Patricia Yollin, Chronicle Staff Writer
Friday, February 8, 2008
Christopher Clark went to Strawberry Canyon in Berkeley and got a bad case of poison oak. Then he tried a shoreline park in Albany, where his camera was stolen and sopping-wet dogs covered his field notes with muddy paw prints.
Those were a few of the hurdles that Clark and colleague Teresa Feo overcame to produce a paper, just published in a prestigious British journal, exploring the physics of how birds make sound.
The title of their UC Berkeley study sums it up: "The Anna's hummingbird chirps with its tail: a new mechanism of sonation in birds."
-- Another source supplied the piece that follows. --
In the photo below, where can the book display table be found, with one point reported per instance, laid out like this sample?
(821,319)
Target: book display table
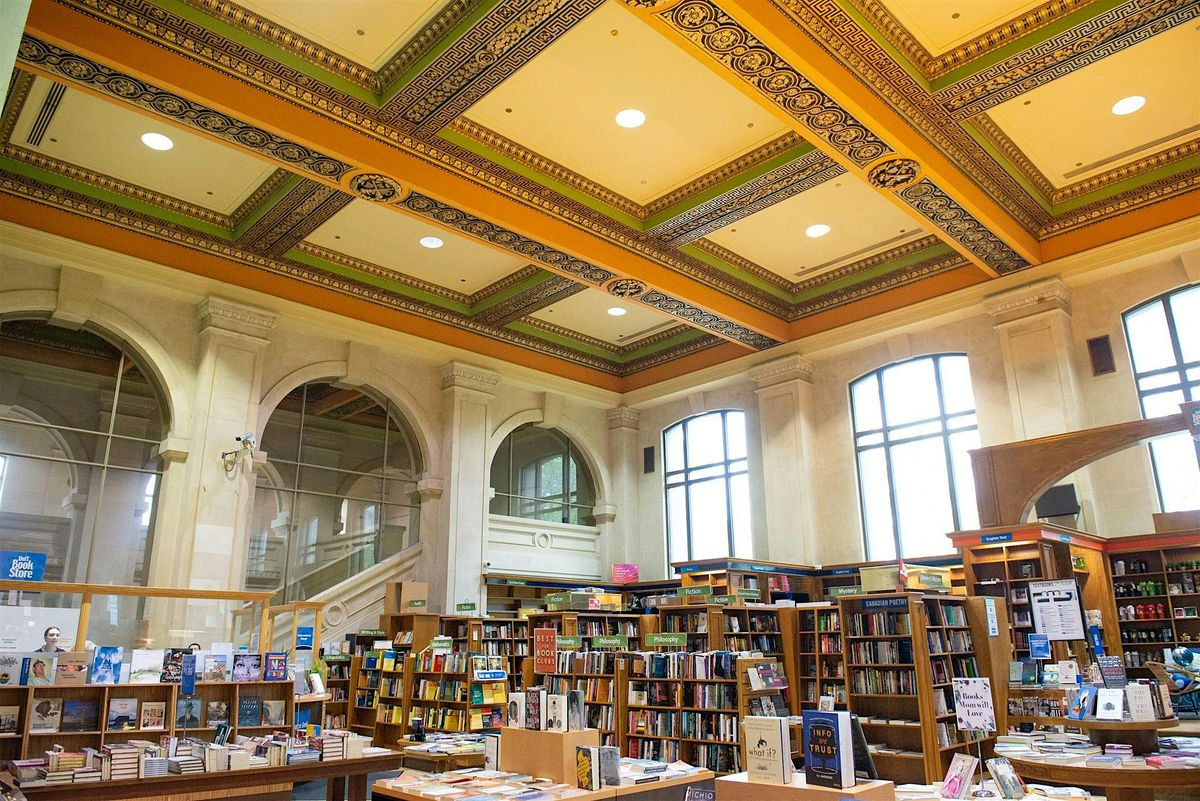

Clark and Feo filmed the birds' plunges and recorded the sound they made at the end of their roughly 50 mph descent from a height of 100 feet or more. High-speed video, at 500 frames per second, showed that the birds started their dives with their tails shut and suddenly spread them at the bottom, for one-twentieth of a second - quicker than a blinking eye.
"Now we have a greater understanding of what's actually going on in really sophisticated behavior by one of our residents," said Robert Dudley, a professor of integrative biology at UC Berkeley. "It's a pretty amazing sort of experiment. It took a lot of initiative, and they put in a huge amount of field time."
Clark and Feo concluded that the squeaks and beeps made by the dive-bombing birds are not vocal - as some research has asserted - but instead are created by their tail feathers.